Math 108 - Lecture 19: Exponential Growth and Decay
Math 108 Lecture Notes
Lecture 19: Exponential Growth and Decay
Definition of Exponential Functions
- Definition 3.1.2: Let ( b ) be a real number such that ( b > 0 ) and ( b \neq 1 ).
- The function defined by ( f(t) = b^t ) is called an exponential function with base ( b ).
Importance of the Condition ( b \neq 1 )
- The condition ( b \neq 1 ) is essential because:
- If ( b = 1 ), the function becomes constant: ( f(t) = 1^t = 1 ), which does not represent growth or decay.
Value at Zero
- For exponential functions, calculate the value at zero:
- ( f(0) = b^0 = 1 ) (for any value of ( b ) where ( b > 0 )).
General Form of Exponential Functions
- In applications, we consider functions of the form:
- ( f(t) = a b^t ) where ( a, b ) are positive constants and ( b \neq 1 ).
- ( a ): This is a scaling factor that affects the initial value of the function.
- ( b ): This is referred to as the growth factor.
- If ( b = (1 + r) ), where ( r ) is the growth rate.
- Growth Rates:
- If ( b > 1 ), the function represents exponential growth.
- If ( 0 < b < 1 ), the function represents exponential decay.
Effect of Parameter ( a ) on the Graph
- The parameter ( a ) expands or compresses the graph vertically:
- Larger values of ( a ) result in a higher initial point (y-intercept) on the graph, while smaller values compress the graph downwards towards the x-axis.
Activity 3.1.2: Exploring Exponential Functions in Desmos
- Task: Define the function ( g(t) = ab^t ) in Desmos.
- Create sliders for both ( a ) and ( b ).
- Set minimum value for each slider to 0.1 and maximum to 10.
- Note that to qualify as an exponential function, ( b ) must not equal 1, despite the slider allowing this value.
Questions for Consideration
Domain of ( g(t) = ab^t ):
- The domain consists of all real numbers, ( (-\infty, \infty) ), because ( t ) can take any real value.
Range of ( g(t) = ab^t ):
- The range is ( (0, \infty) ) since ( g(t) ) is always positive for ( a > 0 ) and ( b > 0 ).

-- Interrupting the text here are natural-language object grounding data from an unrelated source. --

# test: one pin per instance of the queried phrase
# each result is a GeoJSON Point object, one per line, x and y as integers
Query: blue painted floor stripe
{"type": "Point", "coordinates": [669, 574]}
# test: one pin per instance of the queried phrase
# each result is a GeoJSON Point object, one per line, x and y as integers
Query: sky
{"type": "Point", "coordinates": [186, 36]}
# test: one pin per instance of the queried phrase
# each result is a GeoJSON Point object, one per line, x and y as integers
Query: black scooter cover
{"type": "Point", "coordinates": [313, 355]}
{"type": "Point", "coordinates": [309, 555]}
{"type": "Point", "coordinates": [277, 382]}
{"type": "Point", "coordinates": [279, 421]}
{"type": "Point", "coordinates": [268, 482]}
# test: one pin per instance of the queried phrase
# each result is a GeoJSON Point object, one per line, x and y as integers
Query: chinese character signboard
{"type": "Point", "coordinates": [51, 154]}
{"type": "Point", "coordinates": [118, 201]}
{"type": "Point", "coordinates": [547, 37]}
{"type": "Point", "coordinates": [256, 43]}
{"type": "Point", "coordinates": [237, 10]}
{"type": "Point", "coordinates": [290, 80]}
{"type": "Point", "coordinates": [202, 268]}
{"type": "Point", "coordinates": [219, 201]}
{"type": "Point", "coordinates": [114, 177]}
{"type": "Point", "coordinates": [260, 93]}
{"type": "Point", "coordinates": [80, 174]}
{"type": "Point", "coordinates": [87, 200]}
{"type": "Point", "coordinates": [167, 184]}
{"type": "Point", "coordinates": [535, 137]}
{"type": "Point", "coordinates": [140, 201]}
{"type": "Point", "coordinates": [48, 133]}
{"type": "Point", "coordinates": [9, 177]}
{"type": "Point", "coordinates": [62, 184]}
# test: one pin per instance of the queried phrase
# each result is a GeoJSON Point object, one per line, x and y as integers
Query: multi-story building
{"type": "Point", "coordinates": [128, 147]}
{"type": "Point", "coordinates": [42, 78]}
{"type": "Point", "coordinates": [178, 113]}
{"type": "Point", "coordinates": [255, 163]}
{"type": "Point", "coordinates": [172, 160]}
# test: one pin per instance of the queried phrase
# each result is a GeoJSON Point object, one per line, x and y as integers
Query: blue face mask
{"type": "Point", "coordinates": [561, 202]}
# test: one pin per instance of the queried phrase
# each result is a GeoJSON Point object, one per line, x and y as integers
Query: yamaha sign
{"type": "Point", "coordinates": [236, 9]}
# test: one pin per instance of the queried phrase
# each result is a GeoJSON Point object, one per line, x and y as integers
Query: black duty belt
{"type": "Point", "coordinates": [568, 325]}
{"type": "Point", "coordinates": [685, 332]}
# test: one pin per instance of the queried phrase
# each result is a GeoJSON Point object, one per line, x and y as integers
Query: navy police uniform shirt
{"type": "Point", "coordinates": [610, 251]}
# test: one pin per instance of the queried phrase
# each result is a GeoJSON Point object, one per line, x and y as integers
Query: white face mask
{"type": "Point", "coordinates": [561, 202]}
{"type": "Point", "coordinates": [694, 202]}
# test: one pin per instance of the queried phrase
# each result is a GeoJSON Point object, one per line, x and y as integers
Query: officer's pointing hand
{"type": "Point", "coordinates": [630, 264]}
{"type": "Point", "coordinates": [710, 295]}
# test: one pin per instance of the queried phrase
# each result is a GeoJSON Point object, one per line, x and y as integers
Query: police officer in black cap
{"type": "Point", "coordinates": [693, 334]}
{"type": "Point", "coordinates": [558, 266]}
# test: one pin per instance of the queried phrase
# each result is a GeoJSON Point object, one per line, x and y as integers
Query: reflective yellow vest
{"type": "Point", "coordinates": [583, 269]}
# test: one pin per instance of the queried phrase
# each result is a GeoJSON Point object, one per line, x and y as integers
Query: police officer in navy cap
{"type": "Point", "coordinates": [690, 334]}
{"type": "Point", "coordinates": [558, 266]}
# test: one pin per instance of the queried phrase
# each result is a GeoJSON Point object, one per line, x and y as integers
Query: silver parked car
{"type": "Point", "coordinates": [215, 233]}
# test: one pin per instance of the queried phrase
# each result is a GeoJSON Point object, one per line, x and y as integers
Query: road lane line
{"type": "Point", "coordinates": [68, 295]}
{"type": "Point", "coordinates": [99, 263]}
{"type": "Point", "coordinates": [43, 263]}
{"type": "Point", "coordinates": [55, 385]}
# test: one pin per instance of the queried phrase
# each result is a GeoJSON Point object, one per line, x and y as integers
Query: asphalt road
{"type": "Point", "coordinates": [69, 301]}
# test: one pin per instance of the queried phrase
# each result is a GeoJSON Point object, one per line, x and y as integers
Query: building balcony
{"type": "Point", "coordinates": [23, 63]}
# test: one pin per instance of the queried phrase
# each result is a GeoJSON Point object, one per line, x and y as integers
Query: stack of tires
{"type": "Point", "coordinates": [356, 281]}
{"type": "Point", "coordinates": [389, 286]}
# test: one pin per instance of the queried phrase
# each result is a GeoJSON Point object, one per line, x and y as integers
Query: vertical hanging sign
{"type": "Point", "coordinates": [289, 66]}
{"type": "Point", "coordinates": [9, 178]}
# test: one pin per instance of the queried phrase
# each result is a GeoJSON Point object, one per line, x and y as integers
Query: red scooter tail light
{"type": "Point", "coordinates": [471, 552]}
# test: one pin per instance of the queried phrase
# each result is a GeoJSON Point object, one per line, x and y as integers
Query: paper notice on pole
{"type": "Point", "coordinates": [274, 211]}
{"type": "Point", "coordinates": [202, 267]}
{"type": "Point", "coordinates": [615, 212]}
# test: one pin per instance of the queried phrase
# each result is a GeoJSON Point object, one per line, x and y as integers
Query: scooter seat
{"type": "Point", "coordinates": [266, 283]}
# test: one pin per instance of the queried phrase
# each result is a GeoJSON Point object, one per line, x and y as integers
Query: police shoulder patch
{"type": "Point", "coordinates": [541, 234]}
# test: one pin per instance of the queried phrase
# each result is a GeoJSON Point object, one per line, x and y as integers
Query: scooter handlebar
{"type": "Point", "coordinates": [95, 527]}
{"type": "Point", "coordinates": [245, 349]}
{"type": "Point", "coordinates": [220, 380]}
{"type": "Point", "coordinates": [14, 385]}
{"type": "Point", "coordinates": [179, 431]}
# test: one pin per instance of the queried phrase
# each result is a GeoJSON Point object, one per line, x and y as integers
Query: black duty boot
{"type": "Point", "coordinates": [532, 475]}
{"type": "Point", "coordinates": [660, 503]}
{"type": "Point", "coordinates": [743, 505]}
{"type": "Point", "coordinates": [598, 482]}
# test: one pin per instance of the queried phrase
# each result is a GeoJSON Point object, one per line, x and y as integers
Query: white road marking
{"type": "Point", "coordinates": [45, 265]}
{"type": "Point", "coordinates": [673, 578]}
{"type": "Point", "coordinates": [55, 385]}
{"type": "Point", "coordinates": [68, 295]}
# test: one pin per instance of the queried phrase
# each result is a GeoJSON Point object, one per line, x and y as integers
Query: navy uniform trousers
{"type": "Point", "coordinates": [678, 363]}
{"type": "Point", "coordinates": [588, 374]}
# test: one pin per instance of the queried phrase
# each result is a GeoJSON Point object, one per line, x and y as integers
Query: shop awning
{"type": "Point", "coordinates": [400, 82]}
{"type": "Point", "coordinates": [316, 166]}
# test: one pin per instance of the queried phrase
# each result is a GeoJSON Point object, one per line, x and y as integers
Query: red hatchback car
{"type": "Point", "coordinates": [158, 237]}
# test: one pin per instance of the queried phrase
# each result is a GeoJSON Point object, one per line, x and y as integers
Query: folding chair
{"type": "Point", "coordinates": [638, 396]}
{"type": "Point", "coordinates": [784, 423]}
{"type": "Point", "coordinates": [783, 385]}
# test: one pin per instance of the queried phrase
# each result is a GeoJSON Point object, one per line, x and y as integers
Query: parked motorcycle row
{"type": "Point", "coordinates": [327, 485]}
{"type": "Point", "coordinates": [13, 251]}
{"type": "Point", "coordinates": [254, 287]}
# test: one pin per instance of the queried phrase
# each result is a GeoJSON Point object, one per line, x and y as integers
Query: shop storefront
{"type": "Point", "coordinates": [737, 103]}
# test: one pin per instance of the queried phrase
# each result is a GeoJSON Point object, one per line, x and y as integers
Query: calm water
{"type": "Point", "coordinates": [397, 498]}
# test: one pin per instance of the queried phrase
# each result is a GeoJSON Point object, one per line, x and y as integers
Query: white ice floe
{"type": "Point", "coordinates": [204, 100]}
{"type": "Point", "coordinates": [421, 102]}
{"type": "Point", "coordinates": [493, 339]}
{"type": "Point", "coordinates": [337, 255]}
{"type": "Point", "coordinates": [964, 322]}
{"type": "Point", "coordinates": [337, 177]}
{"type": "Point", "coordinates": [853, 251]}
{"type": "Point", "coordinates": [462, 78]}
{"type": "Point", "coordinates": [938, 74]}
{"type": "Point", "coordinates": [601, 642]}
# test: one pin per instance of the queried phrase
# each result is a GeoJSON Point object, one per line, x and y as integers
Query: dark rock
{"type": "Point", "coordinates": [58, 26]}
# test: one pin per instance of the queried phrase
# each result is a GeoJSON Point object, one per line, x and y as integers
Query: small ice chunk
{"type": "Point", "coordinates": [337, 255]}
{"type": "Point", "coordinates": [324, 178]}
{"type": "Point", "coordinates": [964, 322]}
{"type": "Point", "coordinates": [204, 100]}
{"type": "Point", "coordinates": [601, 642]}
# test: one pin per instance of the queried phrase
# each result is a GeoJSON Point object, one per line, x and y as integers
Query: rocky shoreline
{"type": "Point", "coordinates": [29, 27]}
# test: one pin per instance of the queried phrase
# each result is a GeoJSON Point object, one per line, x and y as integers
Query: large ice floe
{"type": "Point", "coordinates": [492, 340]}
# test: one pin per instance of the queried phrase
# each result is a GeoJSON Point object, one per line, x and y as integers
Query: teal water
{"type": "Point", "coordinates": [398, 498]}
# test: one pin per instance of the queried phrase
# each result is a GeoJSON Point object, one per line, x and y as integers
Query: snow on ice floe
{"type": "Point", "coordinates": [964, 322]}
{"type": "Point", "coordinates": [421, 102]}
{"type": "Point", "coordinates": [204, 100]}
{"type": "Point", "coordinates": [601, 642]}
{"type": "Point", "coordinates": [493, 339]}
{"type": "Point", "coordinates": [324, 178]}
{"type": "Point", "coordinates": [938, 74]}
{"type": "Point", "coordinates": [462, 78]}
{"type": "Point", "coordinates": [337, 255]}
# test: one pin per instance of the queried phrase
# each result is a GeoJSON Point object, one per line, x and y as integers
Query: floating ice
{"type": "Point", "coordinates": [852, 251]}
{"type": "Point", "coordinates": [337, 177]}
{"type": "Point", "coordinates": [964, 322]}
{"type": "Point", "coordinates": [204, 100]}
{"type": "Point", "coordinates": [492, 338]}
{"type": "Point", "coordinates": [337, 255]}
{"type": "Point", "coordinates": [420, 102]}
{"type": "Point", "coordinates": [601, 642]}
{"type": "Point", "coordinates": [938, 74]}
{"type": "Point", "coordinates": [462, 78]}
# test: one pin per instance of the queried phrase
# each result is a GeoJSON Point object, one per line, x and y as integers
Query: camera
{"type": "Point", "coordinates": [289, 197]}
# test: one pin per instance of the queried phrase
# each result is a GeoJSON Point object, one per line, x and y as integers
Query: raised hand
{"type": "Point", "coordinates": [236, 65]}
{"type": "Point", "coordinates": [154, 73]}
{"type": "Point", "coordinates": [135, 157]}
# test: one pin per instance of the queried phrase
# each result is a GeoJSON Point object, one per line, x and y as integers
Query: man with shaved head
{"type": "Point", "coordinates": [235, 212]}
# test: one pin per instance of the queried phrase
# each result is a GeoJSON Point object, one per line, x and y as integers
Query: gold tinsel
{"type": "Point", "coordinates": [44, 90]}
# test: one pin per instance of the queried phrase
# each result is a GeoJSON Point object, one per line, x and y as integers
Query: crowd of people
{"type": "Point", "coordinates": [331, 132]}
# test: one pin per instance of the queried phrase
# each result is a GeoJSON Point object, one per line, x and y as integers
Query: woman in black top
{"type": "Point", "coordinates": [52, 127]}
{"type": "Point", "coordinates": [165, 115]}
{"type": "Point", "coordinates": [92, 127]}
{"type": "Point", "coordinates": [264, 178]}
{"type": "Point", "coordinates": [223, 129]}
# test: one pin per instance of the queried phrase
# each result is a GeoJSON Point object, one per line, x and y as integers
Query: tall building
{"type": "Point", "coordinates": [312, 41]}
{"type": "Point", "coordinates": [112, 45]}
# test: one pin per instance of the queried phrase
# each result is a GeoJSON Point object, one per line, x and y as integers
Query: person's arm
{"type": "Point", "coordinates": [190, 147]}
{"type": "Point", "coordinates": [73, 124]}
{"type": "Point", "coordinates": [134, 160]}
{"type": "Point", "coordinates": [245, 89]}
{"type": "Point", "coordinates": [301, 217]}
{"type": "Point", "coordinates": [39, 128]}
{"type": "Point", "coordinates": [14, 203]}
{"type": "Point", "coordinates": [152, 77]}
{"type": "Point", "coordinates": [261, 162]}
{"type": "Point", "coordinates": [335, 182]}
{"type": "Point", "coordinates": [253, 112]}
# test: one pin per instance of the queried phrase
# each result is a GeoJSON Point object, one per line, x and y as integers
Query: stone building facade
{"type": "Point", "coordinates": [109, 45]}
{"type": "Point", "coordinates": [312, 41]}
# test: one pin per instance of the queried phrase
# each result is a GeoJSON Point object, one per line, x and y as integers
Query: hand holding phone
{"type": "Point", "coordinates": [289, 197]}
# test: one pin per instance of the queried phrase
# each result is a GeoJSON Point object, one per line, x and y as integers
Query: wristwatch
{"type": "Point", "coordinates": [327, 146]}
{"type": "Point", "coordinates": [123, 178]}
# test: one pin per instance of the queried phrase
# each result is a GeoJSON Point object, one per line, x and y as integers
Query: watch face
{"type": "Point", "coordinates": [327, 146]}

Y-Intercept of ( g(t) = ab^t ):
- The y-intercept occurs when ( t = 0 ): ( g(0) = ab^0 = a ). Hence, the y-intercept is ( a ).
Effect of Changing ( b ):
- As the value of ( b ) changes:
- If ( b > 1 ), the graph rises steeply, indicating exponential growth.
- If ( 0 < b < 1 ), the graph falls, indicating exponential decay.
- The steepness and direction of the graph depend directly on the value of ( b ).
- As the value of ( b ) changes:
Correspondence Between ( b ) and Growth Rate:
- For positive growth rates, ( b ) must be greater than 1: ( b > 1 \rightarrow r > 0 ).
- For negative growth rates, ( 0 < b < 1 \rightarrow r < 0 ).
Comparison of Exponential Functions: Graphs of ( p(t) = ab^t ) and ( q(t) = cd^t ):
- In Figure 3.1.3, the graphs of the functions ( p ) and ( q ) show:
- All coefficients ( a, b, c, \, d ) are positive,
- Both ( b ) and ( d ) cannot equal 1 to maintain their identity as exponential functions.
- Comparisons involving the size of ( a, b, c, d ):
- Direct relationships may provide insights into which graph grows faster or intersects.
- The analysis is constrained to the fact that they must be positive and adhere to the exponential properties defined above.
- In Figure 3.1.3, the graphs of the functions ( p ) and ( q ) show:
Reference Graph: Figure 3.1.3
- Description: Graphs of the exponential functions ( p ) and ( q ).
- Visual representation helps illustrate differences in behaviors under various configurations of ( a, b, c, ) and ( d ).